Ideal Weight Formulas: Issues and Alternatives to the BMI
One of the current most common measures for calculating ideal weight is the BMI, or Body Mass Index. However, this wasn’t always the case. Although there have been many different formulas used over the years, all of them have their pros and cons and the BMI is no exception.
Some of the issues people have with the BMI is the fact that it doesn’t note a difference between weight due to muscle and weight due to fat. Most Americans with a high BMI readily admit that it’s not because they look like a body builder; however, some body builders have very high BMIs. In their case, the high BMI is due to muscle weight rather than body fat. Many argue that this means the BMI is not an ideal measurement of a person’s health.
Another issue with the BMI is that it doesn’t take into account body shape or waist circumference. People who have an apple-shaped body with a wider circumference stomach are more likely to develop heart conditions than those with a pear-shaped body. Some people find they have a BMI within the healthy range but have an apple-shaped body and are still at risk for health issues.
Finally, the BMI doesn’t take body fat into consideration. Having high percentages of body fat can put people at risk for many health issues and often men and women require different percentages of body fat.
There are, of course, alternatives to the BMI. For years the tables used by the Metropolitan Life Insurance Company were a commonly used indicator of health. However it’s only designed for adults aged 25-59 and it also doesn’t appear to be an accurate measure of men or women who are particularly tall.

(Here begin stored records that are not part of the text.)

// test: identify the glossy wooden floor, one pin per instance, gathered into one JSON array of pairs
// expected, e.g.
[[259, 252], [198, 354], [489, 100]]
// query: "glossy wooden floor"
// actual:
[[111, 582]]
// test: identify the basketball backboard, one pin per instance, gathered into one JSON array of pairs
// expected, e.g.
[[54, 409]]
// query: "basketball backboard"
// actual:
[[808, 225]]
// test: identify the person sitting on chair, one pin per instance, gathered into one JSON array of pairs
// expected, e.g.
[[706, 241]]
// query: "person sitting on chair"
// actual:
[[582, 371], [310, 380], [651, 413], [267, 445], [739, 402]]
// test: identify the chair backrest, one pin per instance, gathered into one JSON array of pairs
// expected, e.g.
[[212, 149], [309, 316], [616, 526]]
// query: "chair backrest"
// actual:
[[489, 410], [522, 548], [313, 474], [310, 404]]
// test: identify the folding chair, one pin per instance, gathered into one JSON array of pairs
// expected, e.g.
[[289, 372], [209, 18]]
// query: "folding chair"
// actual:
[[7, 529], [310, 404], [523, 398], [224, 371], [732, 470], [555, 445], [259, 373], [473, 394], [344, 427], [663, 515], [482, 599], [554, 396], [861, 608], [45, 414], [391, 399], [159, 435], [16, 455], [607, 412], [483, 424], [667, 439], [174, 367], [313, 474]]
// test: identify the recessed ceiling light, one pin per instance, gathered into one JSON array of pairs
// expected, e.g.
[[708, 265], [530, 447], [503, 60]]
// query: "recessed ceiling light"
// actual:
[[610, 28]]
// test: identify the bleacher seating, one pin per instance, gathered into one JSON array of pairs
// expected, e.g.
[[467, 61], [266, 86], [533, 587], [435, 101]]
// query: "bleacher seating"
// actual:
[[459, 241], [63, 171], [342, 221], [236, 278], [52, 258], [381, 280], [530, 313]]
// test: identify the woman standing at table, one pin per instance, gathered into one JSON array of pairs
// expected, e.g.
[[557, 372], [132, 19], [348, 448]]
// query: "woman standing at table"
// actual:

Another alternative is the Devine Formula. Originally created as a method of calculating medical dosages, the formula inadvertently became one of the most commonly used methods of calculating ideal weight. The idea was simple: for women, start at 100 pounds for the first five feet, then add five pounds for each additional inch after five feet of height. For men, start at 110 pounds. The flaw with this formula is that it’s generally too low for women and significantly too low for short women.
One of the simplest is measurement of the waist circumference. Experts say that for women, a waist measuring more than 35 inches indicates that they are at risk for heart conditions and other health problems. For men, a waist measuring more than 40 inches indicates at-risk status.
A related test is the waist-to-hip ratio. Measure your natural waist, then measure your hip at the widest part. Divide the circumference of your waist by the measurement of your hips. 0.80 is considered low risk for women, 0.95 is considered low risk for men.
Body fat measurement is another test that works as a good alternative to the BMI. Health practitioners simply measure skin and fat throughout the body (waist, biceps, triceps, shoulder blades) and calculate the percentage of body fat. Higher body fat results would indicate obesity.
There are many different formulas for calculating ideal weight and assessing one’s health. If you’re feeling confused about which one is best for you, consider trying several. If all of them agree that you’re in a healthy range, congratulations! If several of them indicate that you’re at-risk for health issues, you’ll have a good starting point for moving toward a healthy new you.